Thank you for coming here this afternoon
I’ve been thinking about literary events, and the business of meeting writers, and why I feel slightly strange about it. It can be great, but it might also be strangely disappointing. For example, there’s an Indian writer, Upamanyu Chatterjee, whose work I love – I’ve read all his books several times and I think he’s wonderful. But I’ve never gone to hear him read or speak. In a way, I want to. In another way, I feel he and I already have the perfect literary relationship: he writes his books, and I read them.
A while ago, a writer friend told me to read a story by Henry James called ‘The Private Life’. It’s sort of a supernatural story, though it’s not frightening as much as illuminating. In the story, a group of people from London are on holiday in a Swiss mountain resort. They include an actress, her husband, an actor, his wife, and a famous writer. The writer is a very famous writer, and the narrator of the story admires his work, but for some reason although he’s very pleasant, he’s just not particularly interesting or brilliant to talk to. One evening the narrator of the story goes to the writer’s room to look for a new scene of a play that he’s promised to read aloud to everyone. The writer is downstairs talking to the rest of the group. But when the narrator goes into his room, he sees this hunched figure sitting at the writer’s desk, writing in the dark. He realises that the writer is actually two people, and he tells the actress, speaking of the writer: “One goes out, the other stays at home. One is the genius, the other’s the bourgeois, and it’s only the bourgeois whom we personally know.” So maybe my instinct about not trying to meet some of my favourite writers is a good instinct. Maybe you only rarely, if ever, meet the writer – maybe you just meet the second-best self that the writer sends out to talk to people.

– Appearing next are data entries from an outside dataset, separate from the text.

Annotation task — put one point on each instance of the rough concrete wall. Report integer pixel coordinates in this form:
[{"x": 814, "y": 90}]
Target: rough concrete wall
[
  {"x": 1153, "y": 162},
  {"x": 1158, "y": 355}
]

In August this year I was in India and a friend of mine, who’s a bit younger than me, wanted to go to this literary event one evening. I said I’d go with her. The event was supposed to be a discussion about Tukaram, a 17th century poet from western India, whose work I’ve read in translation – he’s a very popular folk poet. There were two university professors who were going to talk for a little while and then there were supposed to be questions. But the university professors talked for much longer than they said they would, and it wasn’t very interesting, because they just kept saying that the poet was a very good poet, but they couldn’t explain why. I began to feel extremely bored, and then quite angry. Meanwhile, my friend was very calm because she was sitting next to me and texting everyone she knew, which is what most of the rest of the audience was also doing.
The theme for this year’s writer’s program is ‘breath’, and it occurred to me that boredom is to inspiration what exhalation is to inhalation. By this I mean that you can’t have one without the other. Inspiration sounds more glamorous than boredom, but both are probably necessary in order to make something creative. But people tend to assume boredom or irritation are a mistake. I don’t think that’s so. A lot of artistic movements begin with exasperation. For example, the French New Wave film makers of the 1960s started by writing long articles about why the films that were being made at the time were useless and boring, and then they started making their own films. If the young film makers had just sat through the boring films, and maybe been able to text their friends during them, and if they just assumed that culture is supposed to be boring, and that their real lives are something else that goes on outside, then we wouldn’t have New Wave cinema.